In fila per il permesso di soggiorno (Spencer Platt/Newsmakers)
In fila per il permesso di soggiorno (Spencer Platt/Newsmakers)

La Corte di giustizia dell’Unione europea ha bocciato la normativa italiana che impone ai cittadini di Paesi terzi di pagare un contributo di importo variabile tra 80 e 200 euro per il rilascio o il rinnovo di un permesso di soggiorno: in sostanza viene denunciata la disparità tra il costo per il rilascio della carta d’identità e il versamento da 73.50 euro a cui è obbligato chi voglia ottenere un permesso di soggiorno. I costi dell’integrazione sono soggetti a potere discrezionale del singolo Stato, ma secondo la Corte Ue ciò “non è illimitato, non può compromettere la realizzazione degli obiettivi perseguiti dalla direttiva e deve rispettare il principio di proporzionalità”.
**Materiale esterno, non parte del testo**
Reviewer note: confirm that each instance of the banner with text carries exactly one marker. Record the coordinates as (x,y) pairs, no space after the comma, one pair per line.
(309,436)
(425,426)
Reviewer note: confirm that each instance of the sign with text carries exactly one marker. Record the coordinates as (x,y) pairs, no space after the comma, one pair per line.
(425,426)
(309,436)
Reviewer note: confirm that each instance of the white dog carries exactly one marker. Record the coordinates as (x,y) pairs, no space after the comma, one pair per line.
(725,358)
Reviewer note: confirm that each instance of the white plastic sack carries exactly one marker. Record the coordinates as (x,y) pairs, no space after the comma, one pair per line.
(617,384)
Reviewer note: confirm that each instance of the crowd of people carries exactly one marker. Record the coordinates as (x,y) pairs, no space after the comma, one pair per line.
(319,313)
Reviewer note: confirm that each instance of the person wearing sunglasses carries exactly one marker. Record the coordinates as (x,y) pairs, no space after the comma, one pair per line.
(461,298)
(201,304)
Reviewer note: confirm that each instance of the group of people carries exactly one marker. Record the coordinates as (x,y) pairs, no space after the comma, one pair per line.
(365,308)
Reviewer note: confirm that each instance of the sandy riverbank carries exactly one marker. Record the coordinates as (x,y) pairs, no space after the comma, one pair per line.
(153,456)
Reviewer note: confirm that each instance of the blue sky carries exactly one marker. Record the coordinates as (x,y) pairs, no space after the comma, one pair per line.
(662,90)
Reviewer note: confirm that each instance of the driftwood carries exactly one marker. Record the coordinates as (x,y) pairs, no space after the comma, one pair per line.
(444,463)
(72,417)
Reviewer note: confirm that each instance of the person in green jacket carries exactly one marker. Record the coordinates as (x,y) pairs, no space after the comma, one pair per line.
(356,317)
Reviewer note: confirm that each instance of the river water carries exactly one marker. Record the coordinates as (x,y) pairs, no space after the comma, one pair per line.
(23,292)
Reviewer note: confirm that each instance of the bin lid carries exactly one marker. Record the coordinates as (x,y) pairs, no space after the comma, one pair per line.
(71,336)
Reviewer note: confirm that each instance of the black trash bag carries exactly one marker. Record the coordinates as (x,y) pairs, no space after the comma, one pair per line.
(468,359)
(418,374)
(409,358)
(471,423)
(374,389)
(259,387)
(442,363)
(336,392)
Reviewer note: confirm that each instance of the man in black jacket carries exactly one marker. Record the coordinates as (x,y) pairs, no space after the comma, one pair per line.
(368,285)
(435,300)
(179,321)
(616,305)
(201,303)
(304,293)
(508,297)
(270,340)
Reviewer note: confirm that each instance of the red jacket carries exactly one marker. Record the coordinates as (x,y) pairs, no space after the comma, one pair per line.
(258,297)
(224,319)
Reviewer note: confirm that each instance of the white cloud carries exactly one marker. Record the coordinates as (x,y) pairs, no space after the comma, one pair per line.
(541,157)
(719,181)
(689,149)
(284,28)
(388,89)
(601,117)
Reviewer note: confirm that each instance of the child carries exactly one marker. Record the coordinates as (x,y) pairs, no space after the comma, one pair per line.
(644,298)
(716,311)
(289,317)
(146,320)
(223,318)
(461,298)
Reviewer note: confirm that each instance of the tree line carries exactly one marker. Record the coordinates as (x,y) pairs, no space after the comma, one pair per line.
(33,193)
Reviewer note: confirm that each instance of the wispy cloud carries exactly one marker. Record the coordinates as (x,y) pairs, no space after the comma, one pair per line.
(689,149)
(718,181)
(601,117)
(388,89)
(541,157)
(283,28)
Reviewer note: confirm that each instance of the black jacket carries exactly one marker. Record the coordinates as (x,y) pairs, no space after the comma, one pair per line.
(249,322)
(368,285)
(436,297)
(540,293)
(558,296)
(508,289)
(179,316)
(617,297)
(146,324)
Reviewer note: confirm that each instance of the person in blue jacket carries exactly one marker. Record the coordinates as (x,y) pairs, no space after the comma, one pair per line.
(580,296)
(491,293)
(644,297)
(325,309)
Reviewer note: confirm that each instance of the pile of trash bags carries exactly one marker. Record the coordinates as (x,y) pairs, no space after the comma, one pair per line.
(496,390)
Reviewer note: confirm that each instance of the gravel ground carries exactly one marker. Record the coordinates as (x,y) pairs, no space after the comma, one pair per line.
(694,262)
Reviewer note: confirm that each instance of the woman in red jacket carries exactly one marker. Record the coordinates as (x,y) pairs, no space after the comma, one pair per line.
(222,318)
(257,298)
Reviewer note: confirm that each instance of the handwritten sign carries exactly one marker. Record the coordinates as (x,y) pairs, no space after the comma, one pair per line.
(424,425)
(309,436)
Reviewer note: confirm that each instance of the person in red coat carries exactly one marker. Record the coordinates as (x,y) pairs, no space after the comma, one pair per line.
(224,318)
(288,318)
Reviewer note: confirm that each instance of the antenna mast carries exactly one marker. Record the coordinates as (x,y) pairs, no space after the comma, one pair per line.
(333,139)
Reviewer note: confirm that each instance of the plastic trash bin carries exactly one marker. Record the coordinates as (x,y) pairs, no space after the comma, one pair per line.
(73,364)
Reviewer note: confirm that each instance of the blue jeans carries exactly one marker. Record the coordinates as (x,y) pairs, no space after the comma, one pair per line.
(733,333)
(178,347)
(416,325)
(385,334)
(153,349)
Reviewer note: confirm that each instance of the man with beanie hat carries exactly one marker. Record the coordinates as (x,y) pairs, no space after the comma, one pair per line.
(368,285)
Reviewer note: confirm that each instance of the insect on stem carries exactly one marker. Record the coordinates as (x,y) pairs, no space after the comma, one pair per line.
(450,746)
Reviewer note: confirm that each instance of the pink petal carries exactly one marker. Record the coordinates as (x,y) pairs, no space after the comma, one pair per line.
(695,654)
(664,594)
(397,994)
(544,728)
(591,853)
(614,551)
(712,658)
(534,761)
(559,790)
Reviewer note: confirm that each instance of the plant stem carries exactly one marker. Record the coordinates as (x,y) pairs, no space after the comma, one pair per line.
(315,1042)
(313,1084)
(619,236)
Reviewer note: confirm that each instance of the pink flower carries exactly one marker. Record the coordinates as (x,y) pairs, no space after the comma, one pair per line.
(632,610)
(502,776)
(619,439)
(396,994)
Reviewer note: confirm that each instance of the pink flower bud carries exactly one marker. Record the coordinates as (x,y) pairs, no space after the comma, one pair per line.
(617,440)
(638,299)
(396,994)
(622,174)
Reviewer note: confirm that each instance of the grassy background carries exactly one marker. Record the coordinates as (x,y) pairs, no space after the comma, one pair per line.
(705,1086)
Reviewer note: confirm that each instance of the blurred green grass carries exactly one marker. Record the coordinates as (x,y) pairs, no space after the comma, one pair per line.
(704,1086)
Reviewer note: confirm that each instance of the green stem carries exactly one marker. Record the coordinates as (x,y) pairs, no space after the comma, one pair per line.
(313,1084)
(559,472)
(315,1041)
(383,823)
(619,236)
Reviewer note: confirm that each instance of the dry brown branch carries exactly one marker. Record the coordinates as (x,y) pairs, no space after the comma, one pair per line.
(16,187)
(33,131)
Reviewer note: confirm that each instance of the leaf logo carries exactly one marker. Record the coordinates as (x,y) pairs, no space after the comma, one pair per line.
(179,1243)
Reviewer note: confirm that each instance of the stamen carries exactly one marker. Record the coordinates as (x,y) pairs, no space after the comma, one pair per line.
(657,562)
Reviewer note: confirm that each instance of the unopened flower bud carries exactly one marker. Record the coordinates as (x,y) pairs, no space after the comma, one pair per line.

Sottolinea la Corte Ue che il costo è “sproporzionato rispetto alla finalità dalla normativa Ue, e può creare ostacoli all’esercizio dei diritti”. Inoltre, l’incidenza economica del contributo “può essere considerevole, a maggior ragione per il fatto che, in considerazione della durata dei permessi e del loro rinnovo, deve essere pagato assai di frequente”. Messa in evidenza quindi la breve durata del permesso di soggiorno, ragione per cui il problema del costo eccessivo deve essere moltiplicato per il numero di volte che il cittadino straniero deve rinnovarlo. La sentenza della Corte Ue nasce da un ricorso della Cgil e dell’Inca, l’Istituto Nazionale Confederale Assistenza, al Tar del Lazio contro le normative applicate in Italia.